To achieve these three tasks, this research has been divided into five sections, with this introduction being the first of them. The second section then deals with the methodology and the justification of the object and approach of the study; the third section shows the main results obtained, which are analyzed and discussed in the fourth section, together with the main conclusions reached and the perspective. The paper concludes with the bibliographical references used in the preparation of the study.
2. Theoretical Framework and Literature Review
Before reviewing academic studies, it is interesting to examine how open data initiatives are organized in Spain. Spain is a leader in open data portals with 279 operational initiatives, although not all of them are identified or classified as efficient initiatives due to the difficulty in terms of professional use [
19]. In this country, information is categorized according to the technical standard for interoperability [
20], which proposes a classification of the data provided in 22 categories (see
Figure 1).
The technical standard includes a proposal for a common taxonomy made up of the 22 categories mentioned above, indicating, succinctly, the content of each category (for example, it states that “Housing” should include information on the real estate market and housing construction).

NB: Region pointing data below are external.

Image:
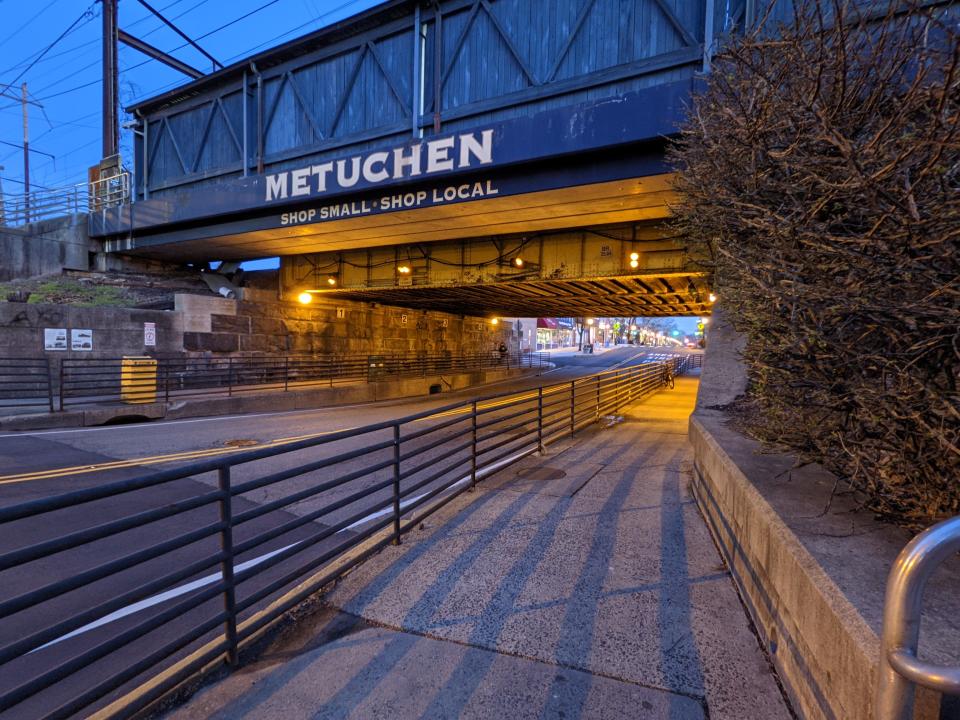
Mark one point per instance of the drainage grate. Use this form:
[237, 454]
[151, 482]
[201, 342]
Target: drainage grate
[541, 473]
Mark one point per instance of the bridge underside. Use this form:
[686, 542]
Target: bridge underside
[646, 295]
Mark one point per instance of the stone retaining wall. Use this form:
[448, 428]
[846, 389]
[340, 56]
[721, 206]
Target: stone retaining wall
[254, 325]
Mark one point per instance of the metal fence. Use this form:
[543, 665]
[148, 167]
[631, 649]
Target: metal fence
[84, 382]
[274, 524]
[57, 202]
[37, 382]
[900, 668]
[25, 383]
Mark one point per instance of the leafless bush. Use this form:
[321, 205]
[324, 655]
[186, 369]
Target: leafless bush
[821, 173]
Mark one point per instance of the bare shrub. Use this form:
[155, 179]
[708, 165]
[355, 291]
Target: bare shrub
[821, 174]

There is no doubt that open data related to housing is of unquestionable interest to various actors (urban planners, construction companies, researchers, citizens, or governments), as it allows them to obtain different information such as prices or valuations (rents, purchases), volumes of supply and demand, number of dwellings (free, social or subsidized), and characteristics of the properties (surface area, number of rooms, age, etc.) that will favor informed decision making. Likewise, open housing data is a valuable resource for anticipating price trends; identifying geographic areas with potential growth or in the field of marketing (adapting products to the needs of consumers, creating content, carrying out geolocalized or better-segmented campaigns, useful for optimizing distribution channels, analyzing the competition, etc.); and finally, for creating public policies to promote affordable housing for vulnerable sectors such as young people and low-income families, among others.

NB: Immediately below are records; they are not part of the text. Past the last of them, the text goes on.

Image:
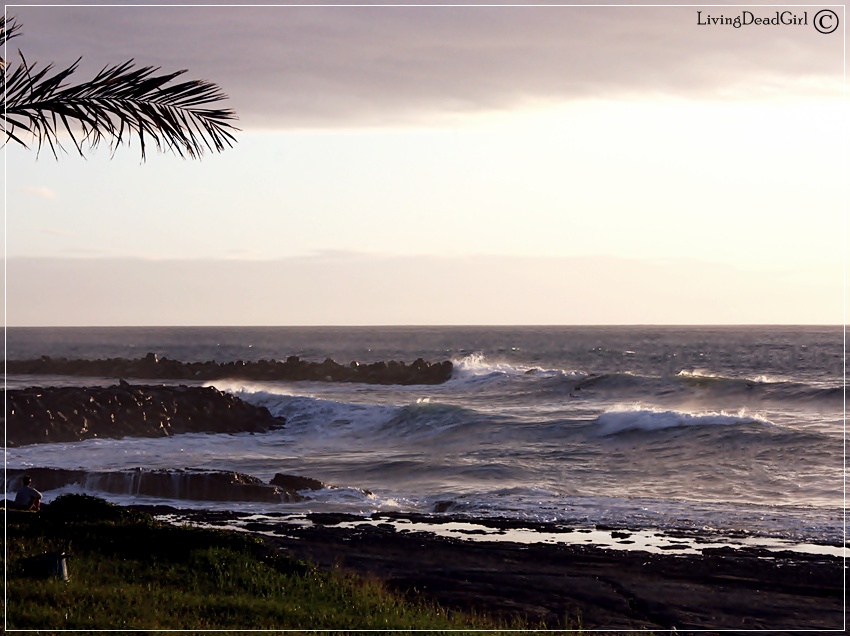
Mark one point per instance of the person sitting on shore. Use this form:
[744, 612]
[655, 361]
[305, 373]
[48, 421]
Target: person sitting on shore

Various initiatives featured on the datos.gob.es portal show how to identify and validate key data for the economic and commercial development of the real estate sector. Portals such as “Housing in data” from Barcelona City Council and the data visualization portal from Madrid City Council offer open, up-to-date, high-quality datasets such as consumer and housing price indices, land registry data, information for builders and companies for housing development, and data on energy demand in buildings [
21]. Likewise, private platforms such as Idealista and Fotocasa, together with companies specializing in data reuse such as La Gistería, Inspide, and Sociedad de Tasación, integrate cadastral, registry, and statistical data to generate interactive maps and automated valuations [
22]. These examples demonstrate that essential data—prices, volumes, building stock attributes, mortgages, and energy information—can be obtained through open portals that guarantee accessibility (csv, xml, json, and jscon formats), interoperability, and open licenses, facilitating their use in market analysis, commercial segmentation, and public policy formulation. All of this improves the functioning of the housing market and, therefore, greater efficiency, generating value.

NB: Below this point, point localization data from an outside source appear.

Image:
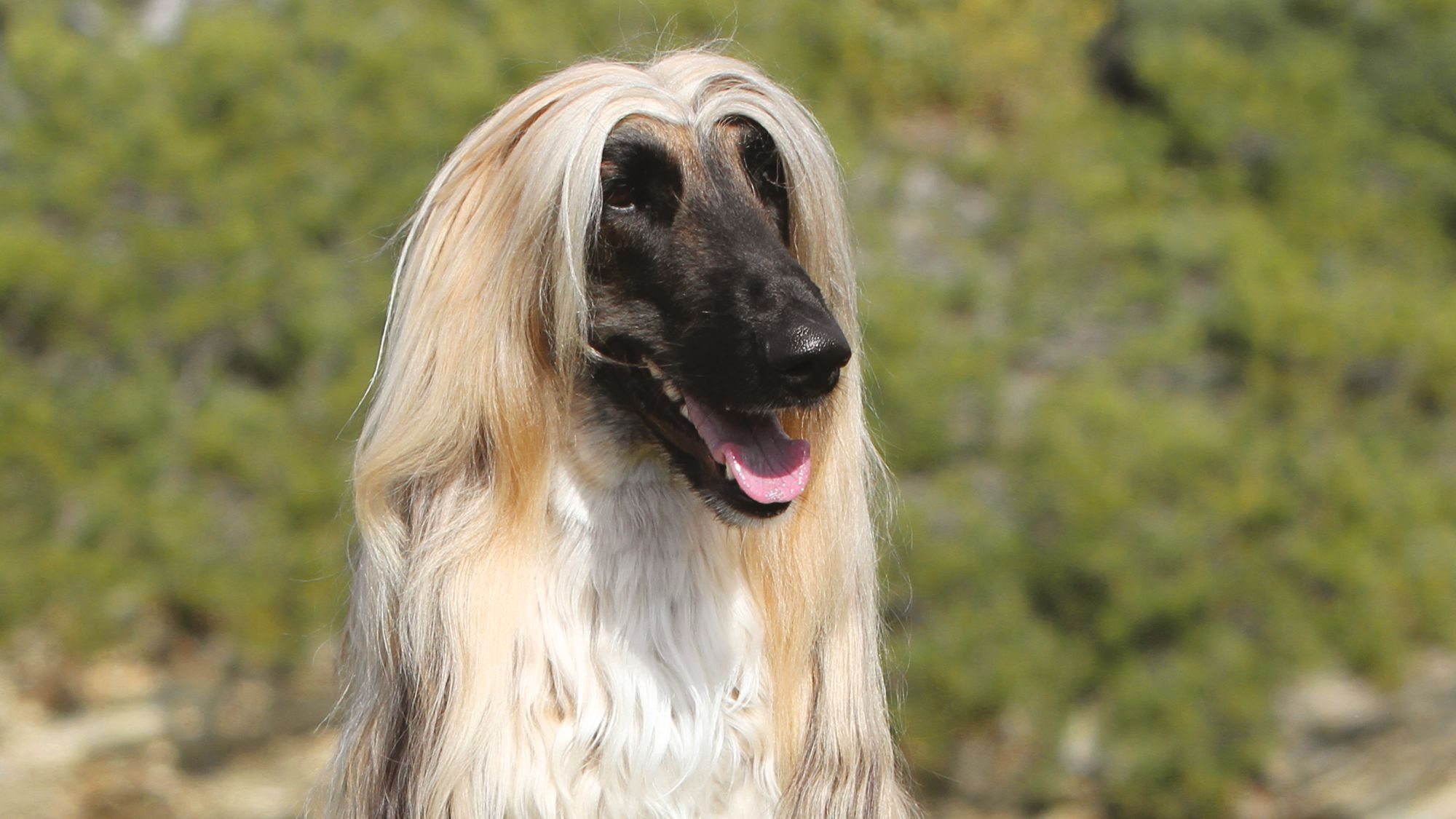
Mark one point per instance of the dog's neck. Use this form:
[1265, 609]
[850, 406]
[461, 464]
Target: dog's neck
[652, 644]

Housing has become a constant demand worldwide, and as part of government openness, portals have been promoted with the aim of providing information that encourages decision making and joint interinstitutional collaboration [
23]. In Spain, housing is a sector of great relevance due to its contribution to GDP, and although the effects of recent interest rate increases are being felt [
24], housing sales and purchases have been at levels not seen since the real estate boom of the early 20th century in 2021 [
25].
Consequently, one would expect a wealth of research on open data related to housing in Spain. However, a consultation of a bibliographic database shows that this is far from the case. The database chosen was Scopus because it is considered suitable for demonstrating this aspect, both in terms of quantity and quality of articles: choosing WoS would have selected articles of generally higher quality but would have returned fewer results, while relying on Google Scholar would have reversed the parameters (a greater number of publications, but not all of a scientific/academic nature).
After justifying the choice of database, the search performed is shown below: open data OR open data AND Spain OR Spain, which located 112 works, a figure considered insufficient for a topic as crosscutting as open data.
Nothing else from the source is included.